I shudder for the wellbeing of children brought up in such an environment. Having spent much of yesterday minding my five-month-old granddaughter, I would have hated for her to grow up with such identity and relationship confusion. As I have cradled this precious child in my arms, and as I baptized her on Sunday, I pray that she will grow up to be a woman of God not a confused individual not knowing who or what she is.
Which brings me back to my point that the time is upon us when we need to re-emphasize the importance of marriage, and also to do all in our power to enable husbands and wives to live the lives in partnership until parted by death that the Almighty intends. In such homes children can be raised in the fear and nurture of the Lord, and hopefully discover for themselves how to become mature men and women able in due course to covenant in marriage with a partner of the opposite sex.

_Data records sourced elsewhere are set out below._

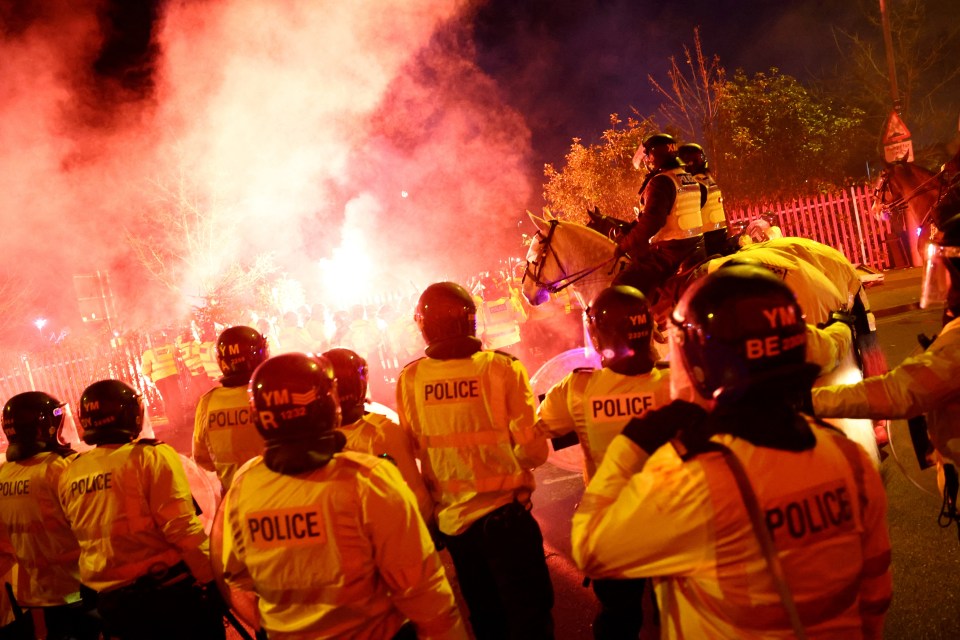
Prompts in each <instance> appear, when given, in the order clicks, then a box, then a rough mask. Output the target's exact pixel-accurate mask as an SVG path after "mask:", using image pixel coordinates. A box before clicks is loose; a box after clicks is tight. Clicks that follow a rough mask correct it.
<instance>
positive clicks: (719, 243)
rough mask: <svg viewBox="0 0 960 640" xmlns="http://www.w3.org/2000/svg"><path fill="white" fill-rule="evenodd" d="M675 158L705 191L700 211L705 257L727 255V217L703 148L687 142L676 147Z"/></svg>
mask: <svg viewBox="0 0 960 640" xmlns="http://www.w3.org/2000/svg"><path fill="white" fill-rule="evenodd" d="M677 157H678V158H680V162H681V163H683V165H684V167H685V168H686V170H687V171H689V172H690V174H691V175H693V177H694V178H696V180H697V182H699V183H700V184H702V185H703V186H704V187H706V189H707V199H706V202H704V203H703V208H702V209H701V210H700V220H701V222H702V226H703V244H704V248H705V249H706V252H707V255H708V256H710V255H714V254H720V255H724V254H726V253H727V215H726V213H724V210H723V195H722V194H721V193H720V186H719V185H718V184H717V181H716V180H714V179H713V176H712V175H711V174H710V165H709V163H708V162H707V154H706V153H705V152H704V150H703V147H701V146H700V145H698V144H696V143H695V142H688V143H687V144H682V145H680V146H679V147H677Z"/></svg>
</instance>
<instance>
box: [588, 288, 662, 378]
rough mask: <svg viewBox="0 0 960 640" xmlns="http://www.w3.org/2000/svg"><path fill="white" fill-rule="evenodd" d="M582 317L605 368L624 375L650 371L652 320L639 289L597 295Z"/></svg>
mask: <svg viewBox="0 0 960 640" xmlns="http://www.w3.org/2000/svg"><path fill="white" fill-rule="evenodd" d="M584 315H585V316H586V319H587V329H588V331H589V333H590V339H591V341H592V342H593V346H594V348H595V349H596V350H597V353H599V354H600V360H601V362H602V363H603V366H604V367H607V368H608V369H611V370H613V371H616V372H617V373H622V374H625V375H637V374H640V373H648V372H649V371H650V370H651V369H652V368H653V365H654V361H655V357H654V355H653V352H652V349H651V345H650V338H651V335H652V333H653V317H652V314H651V313H650V308H649V306H648V304H647V299H646V297H645V296H644V295H643V293H641V292H640V290H639V289H635V288H634V287H628V286H623V285H615V286H612V287H608V288H606V289H604V290H603V291H601V292H600V293H599V294H597V297H596V298H595V299H594V300H593V302H592V303H591V304H590V306H589V307H588V308H587V309H586V311H584Z"/></svg>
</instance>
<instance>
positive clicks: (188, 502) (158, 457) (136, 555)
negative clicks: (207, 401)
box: [59, 441, 213, 591]
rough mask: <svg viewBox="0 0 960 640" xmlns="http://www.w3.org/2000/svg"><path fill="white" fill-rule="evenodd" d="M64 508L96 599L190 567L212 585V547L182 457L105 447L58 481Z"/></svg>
mask: <svg viewBox="0 0 960 640" xmlns="http://www.w3.org/2000/svg"><path fill="white" fill-rule="evenodd" d="M59 496H60V504H61V505H62V506H63V511H64V513H65V514H66V516H67V520H68V521H69V522H70V528H71V529H73V532H74V534H75V535H76V536H77V540H78V541H79V542H80V581H81V582H82V583H83V584H84V585H86V586H88V587H90V588H91V589H93V590H95V591H106V590H109V589H115V588H117V587H123V586H127V585H129V584H131V583H133V582H134V581H135V580H137V579H138V578H140V577H142V576H145V575H147V574H148V573H150V572H152V571H155V570H156V569H157V568H158V567H172V566H174V565H176V564H177V563H179V562H180V561H185V562H186V563H187V565H188V566H189V567H190V571H191V573H193V576H194V577H195V578H196V579H197V580H198V581H199V582H201V583H205V582H210V581H211V580H212V579H213V572H212V570H211V569H210V558H209V543H208V540H207V535H206V534H205V533H204V531H203V525H202V524H201V523H200V520H199V519H198V518H197V514H196V511H195V507H194V504H193V498H192V496H191V493H190V485H189V484H188V483H187V478H186V475H185V474H184V471H183V465H182V464H181V462H180V458H179V455H178V454H177V452H176V450H175V449H174V448H173V447H171V446H170V445H167V444H163V443H156V444H154V443H152V441H151V442H149V443H145V442H130V443H127V444H122V445H99V446H97V447H95V448H93V449H91V450H90V451H86V452H84V453H81V454H80V455H78V456H77V457H76V459H74V461H73V462H72V463H71V464H70V466H69V467H67V469H66V470H65V471H64V472H63V474H62V475H61V477H60V487H59Z"/></svg>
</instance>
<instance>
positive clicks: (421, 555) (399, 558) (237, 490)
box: [222, 353, 466, 639]
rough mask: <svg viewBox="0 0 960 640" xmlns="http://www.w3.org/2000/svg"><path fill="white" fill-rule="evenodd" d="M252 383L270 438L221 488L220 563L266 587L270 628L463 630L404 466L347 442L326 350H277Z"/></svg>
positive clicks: (347, 634)
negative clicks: (229, 485) (347, 449)
mask: <svg viewBox="0 0 960 640" xmlns="http://www.w3.org/2000/svg"><path fill="white" fill-rule="evenodd" d="M249 392H250V400H251V411H253V412H254V414H255V415H256V416H257V423H256V424H257V428H258V429H259V431H260V433H261V435H262V436H263V439H264V442H265V445H266V447H265V449H264V451H263V456H262V457H257V458H255V459H254V460H253V461H251V462H250V463H249V464H248V465H246V466H245V467H244V468H243V469H241V470H240V472H239V473H238V474H237V475H236V476H235V478H234V482H233V485H232V486H231V487H230V490H229V491H228V492H227V495H226V497H225V498H224V507H223V512H224V520H223V525H224V526H223V531H224V533H223V537H224V540H223V542H224V543H223V549H224V552H223V557H222V565H223V575H224V577H225V578H226V581H227V583H228V584H229V585H230V586H231V587H234V588H239V589H244V590H247V591H255V592H256V593H257V595H258V596H259V610H260V617H261V622H262V626H263V629H264V630H265V631H266V634H267V636H268V637H269V638H292V637H296V638H415V637H421V638H441V639H445V638H451V639H462V638H465V637H466V632H465V630H464V627H463V622H462V621H461V619H460V614H459V611H458V610H457V606H456V602H455V600H454V597H453V591H452V589H451V587H450V584H449V582H448V581H447V578H446V575H445V574H444V570H443V565H442V563H441V562H440V558H439V556H438V555H437V553H436V550H435V548H434V546H433V542H432V541H431V539H430V534H429V532H428V531H427V528H426V526H425V525H424V523H423V519H422V518H421V517H420V515H419V513H418V510H417V505H416V500H415V499H414V497H413V494H412V493H410V490H409V489H408V488H407V486H406V484H405V483H404V481H403V478H402V477H401V476H400V472H399V471H397V468H396V467H395V466H394V465H393V464H391V463H390V462H389V461H387V460H384V459H382V458H374V457H373V456H371V455H368V454H364V453H357V452H352V451H342V449H343V445H344V441H345V438H344V435H343V433H341V432H339V431H337V430H336V429H337V427H338V426H339V424H340V409H339V406H338V401H337V393H336V384H335V382H334V375H333V368H332V367H331V365H330V363H329V361H327V360H326V359H325V358H323V357H317V356H312V355H307V354H303V353H288V354H283V355H279V356H275V357H273V358H271V359H269V360H267V361H266V362H264V363H263V364H261V365H260V366H259V367H258V368H257V370H256V371H255V372H254V374H253V377H252V379H251V380H250V386H249Z"/></svg>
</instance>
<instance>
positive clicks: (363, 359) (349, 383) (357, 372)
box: [323, 348, 370, 424]
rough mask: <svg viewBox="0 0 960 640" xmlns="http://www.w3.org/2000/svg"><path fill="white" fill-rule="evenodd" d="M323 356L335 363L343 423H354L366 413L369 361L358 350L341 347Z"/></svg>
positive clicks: (335, 368)
mask: <svg viewBox="0 0 960 640" xmlns="http://www.w3.org/2000/svg"><path fill="white" fill-rule="evenodd" d="M323 357H324V358H326V359H327V360H329V361H330V364H332V365H333V375H334V376H335V377H336V379H337V396H338V397H339V398H340V413H341V414H342V419H343V423H344V424H353V423H354V422H356V421H357V420H359V419H360V417H361V416H362V415H363V413H364V406H363V405H364V402H366V399H367V376H368V374H369V372H370V368H369V367H368V366H367V361H366V360H364V359H363V358H361V357H360V355H359V354H357V353H356V352H354V351H351V350H350V349H341V348H337V349H330V350H329V351H327V352H325V353H324V354H323Z"/></svg>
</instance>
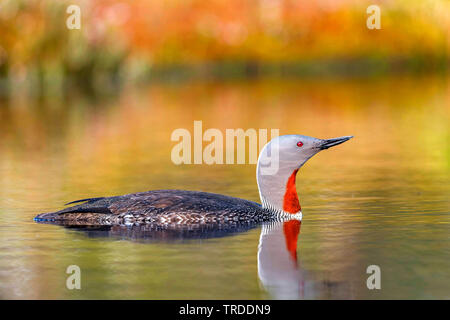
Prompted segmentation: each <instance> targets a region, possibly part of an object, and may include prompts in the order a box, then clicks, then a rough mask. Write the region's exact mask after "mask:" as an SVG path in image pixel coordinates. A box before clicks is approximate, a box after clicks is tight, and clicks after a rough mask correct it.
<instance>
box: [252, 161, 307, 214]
mask: <svg viewBox="0 0 450 320" xmlns="http://www.w3.org/2000/svg"><path fill="white" fill-rule="evenodd" d="M297 172H298V169H294V170H287V169H286V168H285V169H283V168H280V169H279V172H278V173H277V174H276V175H269V176H264V175H262V174H261V173H260V172H259V170H258V175H257V180H258V188H259V195H260V198H261V204H262V206H263V208H265V209H268V210H269V211H271V212H274V213H276V214H278V215H281V216H283V217H292V218H300V219H301V217H302V212H301V206H300V201H299V198H298V194H297V188H296V185H295V181H296V176H297Z"/></svg>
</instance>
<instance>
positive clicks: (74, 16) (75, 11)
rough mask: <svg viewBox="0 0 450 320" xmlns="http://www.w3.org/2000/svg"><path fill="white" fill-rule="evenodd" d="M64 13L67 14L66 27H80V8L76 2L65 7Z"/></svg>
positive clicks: (79, 27) (80, 12)
mask: <svg viewBox="0 0 450 320" xmlns="http://www.w3.org/2000/svg"><path fill="white" fill-rule="evenodd" d="M66 13H67V14H69V16H68V17H67V19H66V26H67V28H68V29H70V30H73V29H78V30H79V29H81V8H80V6H77V5H76V4H71V5H70V6H68V7H67V9H66Z"/></svg>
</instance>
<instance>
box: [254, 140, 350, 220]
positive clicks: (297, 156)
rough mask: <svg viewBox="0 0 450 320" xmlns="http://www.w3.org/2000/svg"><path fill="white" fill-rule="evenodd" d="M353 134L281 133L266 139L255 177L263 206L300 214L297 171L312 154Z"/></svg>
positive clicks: (346, 140) (300, 216)
mask: <svg viewBox="0 0 450 320" xmlns="http://www.w3.org/2000/svg"><path fill="white" fill-rule="evenodd" d="M351 138H353V136H343V137H339V138H332V139H318V138H313V137H308V136H304V135H284V136H279V137H276V138H274V139H272V140H271V141H269V142H268V143H267V144H266V145H265V146H264V148H263V149H262V150H261V153H260V155H259V158H258V165H257V169H256V176H257V182H258V188H259V194H260V198H261V202H262V205H263V207H265V208H268V209H269V210H272V211H274V212H276V213H278V214H281V215H286V216H289V215H292V214H296V215H297V216H299V215H300V218H301V207H300V203H299V201H298V196H297V191H296V188H295V178H296V174H297V171H298V170H299V169H300V168H301V167H302V166H303V164H305V162H306V161H308V160H309V159H310V158H311V157H312V156H314V155H315V154H317V153H319V152H320V151H322V150H325V149H328V148H331V147H334V146H337V145H339V144H341V143H343V142H345V141H348V140H349V139H351Z"/></svg>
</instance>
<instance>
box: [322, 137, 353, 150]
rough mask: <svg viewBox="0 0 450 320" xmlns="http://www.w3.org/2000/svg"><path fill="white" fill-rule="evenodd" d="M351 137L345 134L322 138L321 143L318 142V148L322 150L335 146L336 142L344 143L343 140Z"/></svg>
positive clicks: (345, 140) (327, 148) (335, 145)
mask: <svg viewBox="0 0 450 320" xmlns="http://www.w3.org/2000/svg"><path fill="white" fill-rule="evenodd" d="M351 138H353V136H345V137H339V138H333V139H326V140H322V143H321V144H320V150H324V149H328V148H330V147H334V146H337V145H338V144H341V143H344V142H345V141H347V140H350V139H351Z"/></svg>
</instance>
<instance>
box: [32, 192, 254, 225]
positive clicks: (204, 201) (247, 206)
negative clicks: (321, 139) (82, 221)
mask: <svg viewBox="0 0 450 320" xmlns="http://www.w3.org/2000/svg"><path fill="white" fill-rule="evenodd" d="M81 201H86V202H85V203H83V204H79V205H76V206H72V207H69V208H66V209H63V210H60V211H57V212H54V213H47V214H41V215H38V216H37V219H48V218H51V217H52V216H53V217H55V216H59V215H63V214H68V213H76V214H112V215H126V214H131V215H144V216H154V215H161V214H170V213H179V214H183V213H184V214H202V215H209V214H211V215H219V216H220V215H223V214H234V213H236V214H238V213H242V212H248V213H249V214H251V213H254V214H256V213H257V212H258V211H259V210H261V206H260V205H259V204H257V203H256V202H252V201H248V200H244V199H239V198H234V197H229V196H224V195H220V194H215V193H208V192H199V191H185V190H154V191H147V192H141V193H133V194H128V195H124V196H116V197H102V198H90V199H84V200H77V201H74V202H73V203H77V202H81Z"/></svg>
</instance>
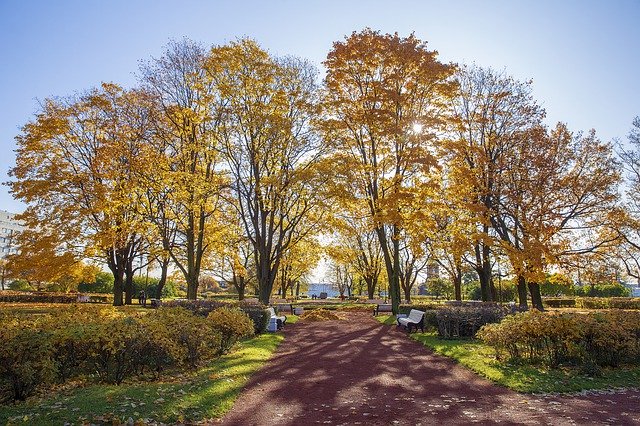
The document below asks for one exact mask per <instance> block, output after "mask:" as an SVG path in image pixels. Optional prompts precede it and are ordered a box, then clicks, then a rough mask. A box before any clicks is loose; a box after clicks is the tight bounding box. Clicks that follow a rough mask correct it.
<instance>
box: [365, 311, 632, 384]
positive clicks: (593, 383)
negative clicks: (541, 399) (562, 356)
mask: <svg viewBox="0 0 640 426" xmlns="http://www.w3.org/2000/svg"><path fill="white" fill-rule="evenodd" d="M376 319H377V320H378V321H380V322H381V323H382V324H386V325H394V324H395V318H394V317H393V316H391V315H380V316H378V317H376ZM411 338H412V339H414V340H416V341H418V342H420V343H422V344H423V345H424V346H426V347H428V348H429V349H431V350H433V351H434V352H435V353H438V354H440V355H444V356H446V357H449V358H452V359H454V360H456V361H457V362H458V363H460V364H461V365H463V366H465V367H467V368H469V369H471V370H473V371H474V372H476V373H477V374H479V375H481V376H484V377H486V378H487V379H489V380H491V381H493V382H495V383H497V384H499V385H502V386H505V387H507V388H509V389H512V390H515V391H517V392H524V393H547V392H548V393H563V392H579V391H582V390H595V389H611V388H631V387H633V388H635V387H637V386H638V383H640V368H617V369H604V370H603V371H602V375H601V376H599V377H589V376H586V375H581V374H579V373H578V372H577V371H576V370H575V369H569V368H557V369H548V368H542V367H535V366H529V365H520V364H517V363H509V362H506V363H504V362H499V361H498V360H496V357H495V351H494V350H493V349H492V348H491V347H489V346H487V345H485V344H483V343H482V342H481V341H479V340H467V339H464V340H462V339H461V340H443V339H439V338H438V336H437V333H435V332H427V333H412V334H411Z"/></svg>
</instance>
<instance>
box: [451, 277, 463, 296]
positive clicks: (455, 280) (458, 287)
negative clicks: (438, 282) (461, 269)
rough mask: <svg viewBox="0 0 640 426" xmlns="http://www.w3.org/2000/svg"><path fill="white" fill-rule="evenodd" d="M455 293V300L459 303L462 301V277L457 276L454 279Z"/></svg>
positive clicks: (454, 288)
mask: <svg viewBox="0 0 640 426" xmlns="http://www.w3.org/2000/svg"><path fill="white" fill-rule="evenodd" d="M453 291H454V293H455V299H456V300H457V301H461V300H462V275H461V274H456V276H455V277H454V278H453Z"/></svg>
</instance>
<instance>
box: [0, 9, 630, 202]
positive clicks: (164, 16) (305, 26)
mask: <svg viewBox="0 0 640 426" xmlns="http://www.w3.org/2000/svg"><path fill="white" fill-rule="evenodd" d="M639 23H640V0H601V1H588V0H584V1H562V0H558V1H546V0H544V1H540V0H538V1H522V0H521V1H518V0H510V1H508V0H502V1H498V0H484V1H479V0H478V1H427V0H425V1H408V0H407V1H403V0H398V1H375V0H362V1H361V0H342V1H339V0H324V1H323V0H299V1H293V0H271V1H268V0H263V1H247V0H245V1H241V0H235V1H226V0H220V1H214V0H210V1H164V0H155V1H152V0H148V1H147V0H126V1H121V0H102V1H99V0H73V1H66V0H57V1H50V0H49V1H35V0H0V58H1V65H0V93H1V95H0V180H1V181H7V180H8V179H9V177H8V175H7V172H8V170H9V168H10V167H11V166H12V165H13V162H14V159H15V157H14V152H13V150H14V149H15V144H14V141H13V138H14V137H15V135H16V134H18V132H19V129H20V127H21V126H22V125H23V124H25V123H26V122H27V121H29V120H30V119H31V118H32V117H33V114H34V113H35V112H36V111H37V109H38V100H42V99H44V98H46V97H51V96H66V95H70V94H72V93H74V92H76V91H83V90H86V89H88V88H91V87H93V86H95V85H98V84H99V83H100V82H101V81H113V82H117V83H120V84H123V85H125V86H131V85H133V84H135V73H136V71H137V68H138V61H139V60H141V59H148V58H150V57H152V56H158V55H159V54H160V53H161V51H162V48H163V46H164V45H165V44H166V42H167V41H168V40H169V39H171V38H182V37H184V36H186V37H189V38H191V39H193V40H197V41H200V42H202V43H204V44H208V45H210V44H222V43H225V42H228V41H231V40H234V39H236V38H238V37H245V36H249V37H252V38H255V39H256V40H257V41H258V42H259V43H260V44H261V45H262V46H263V47H265V48H267V49H268V50H270V51H271V52H272V53H273V54H276V55H296V56H301V57H305V58H307V59H309V60H311V61H312V62H314V63H316V64H317V65H318V66H320V63H321V62H322V61H323V60H324V58H325V57H326V55H327V53H328V51H329V50H330V49H331V46H332V43H333V42H334V41H337V40H341V39H343V37H344V36H345V35H348V34H350V33H351V32H353V31H357V30H361V29H362V28H364V27H371V28H373V29H378V30H381V31H383V32H395V31H397V32H398V33H399V34H401V35H408V34H409V33H411V32H415V33H416V35H417V36H418V37H419V38H420V39H422V40H426V41H428V42H429V47H430V48H431V49H435V50H438V51H439V52H440V58H441V59H442V60H444V61H452V62H459V63H471V62H475V63H477V64H479V65H482V66H491V67H494V68H497V69H505V70H506V71H507V72H508V73H509V74H511V75H513V76H514V77H516V78H518V79H532V80H533V88H534V95H535V97H536V99H537V100H538V102H539V103H540V104H542V105H543V106H544V107H545V108H546V110H547V116H548V122H549V123H555V122H556V121H564V122H566V123H568V125H569V127H570V128H571V129H572V130H589V129H591V128H595V129H596V131H597V132H598V135H599V136H600V137H601V138H602V139H604V140H611V139H612V138H616V137H617V138H622V139H624V138H625V137H626V135H627V133H628V131H629V129H630V126H631V121H632V119H633V117H635V116H636V115H640V73H639V72H638V71H639V70H640V55H639V54H638V52H639V51H640V24H639ZM0 209H4V210H9V211H13V212H19V211H21V210H22V209H23V206H22V204H21V203H19V202H17V201H15V200H13V199H12V197H11V195H10V194H9V193H8V191H7V187H6V186H3V187H1V188H0Z"/></svg>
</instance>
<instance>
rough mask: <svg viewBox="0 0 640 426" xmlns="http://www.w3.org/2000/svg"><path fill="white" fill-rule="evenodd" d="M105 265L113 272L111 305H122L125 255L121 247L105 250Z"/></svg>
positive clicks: (122, 249) (124, 264)
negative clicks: (119, 247) (105, 255)
mask: <svg viewBox="0 0 640 426" xmlns="http://www.w3.org/2000/svg"><path fill="white" fill-rule="evenodd" d="M106 257H107V266H108V267H109V270H110V271H111V273H112V274H113V306H122V305H123V304H124V300H123V298H122V292H123V290H124V274H125V262H124V259H125V257H126V256H125V255H124V250H123V249H115V248H109V249H107V250H106Z"/></svg>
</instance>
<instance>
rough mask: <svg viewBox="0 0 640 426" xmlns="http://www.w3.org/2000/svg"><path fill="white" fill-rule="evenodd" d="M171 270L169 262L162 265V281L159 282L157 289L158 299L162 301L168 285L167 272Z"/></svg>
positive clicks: (161, 271) (160, 269)
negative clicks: (162, 298) (163, 294)
mask: <svg viewBox="0 0 640 426" xmlns="http://www.w3.org/2000/svg"><path fill="white" fill-rule="evenodd" d="M168 270H169V260H168V259H167V260H163V261H162V262H161V263H160V271H161V272H160V280H159V281H158V287H157V288H156V299H158V300H160V299H162V290H163V289H164V286H165V284H166V283H167V272H168Z"/></svg>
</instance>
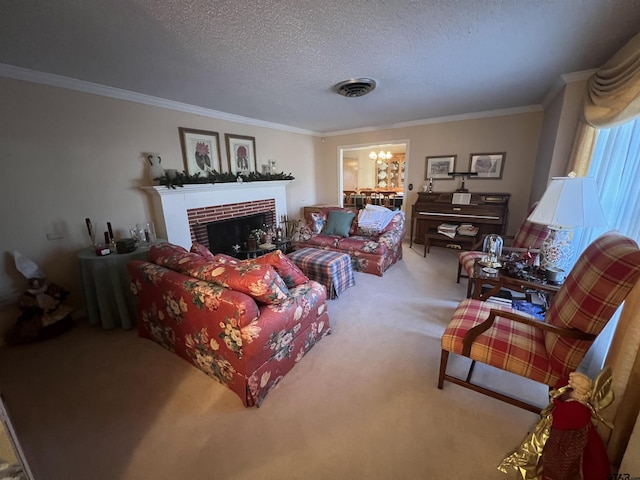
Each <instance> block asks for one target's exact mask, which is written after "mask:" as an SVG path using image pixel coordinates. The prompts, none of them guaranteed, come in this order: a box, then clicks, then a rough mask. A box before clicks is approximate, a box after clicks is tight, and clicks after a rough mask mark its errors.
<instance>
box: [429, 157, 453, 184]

We in the churches must help this happen in every way.
I believe that such homes is what a vast majority of people want, but most of that majority have not the slightest idea how to make a healthy marriage and happy home happen so much damage has been done in the last 40 years.
I have been delighted as I have read Nicky and Sila Lee's The Marriage Book, which is a really accessible tool for building a lasting marital relationship. This is one of the resources my daughter and her new husband have been using in their marriage preparation, and I have found it both thoughtful, godly, and very practical. Within the context of Alpha's Marriage Course, which I think we may do at Apostles, this is one of the best ways of challenging today's malaise and laying a new foundation for tomorrow.
I write all this as someone who has been married for thirty-seven years, and who values this relationship more than anything else in life except his faith in Christ. But it has not always been this way. When we were in our late thirties, Rosemary and I came within an ace of coming apart. From that agonizing experience (as well as the other setbacks that have happened in our life together) we know how hard marriage can be, especially when the culture is beckoning with all sorts of false alternatives, erotica, the sex industry, experimentation, and so forth.
Both Rosemary and I now fear that we will outlive the other, for after nearly forty years of knowing each other within the context of our common faith in Christ, and I shudder at the thought of life without her. Of course, this is likely to happen, but it is one of those things we would rather not dwell on!
The truth is that despite all the pressures upon it, marriage is an honorable state given to us by God, and that for most people this is going to be the place where we can experience a fullness of life that is impossible elsewhere. This is not to say that marriage is necessarily for everyone, or that we should lack charity, grace, and generosity to those whose marriages have not survived the rough and tumble of today's living, but it is to say that Christians should work their hardest to make successful marriages the norm and not the exception.
If we were to start now concentrating on this one area of human life and relationships, I believe that faithful biblical Christians would have created a whole new church and culture within a generation or so. In the midst of so much "creativity" in human relationships now is the time to applaud and work for success in this most basic relationship, that which began between man and woman in Eden.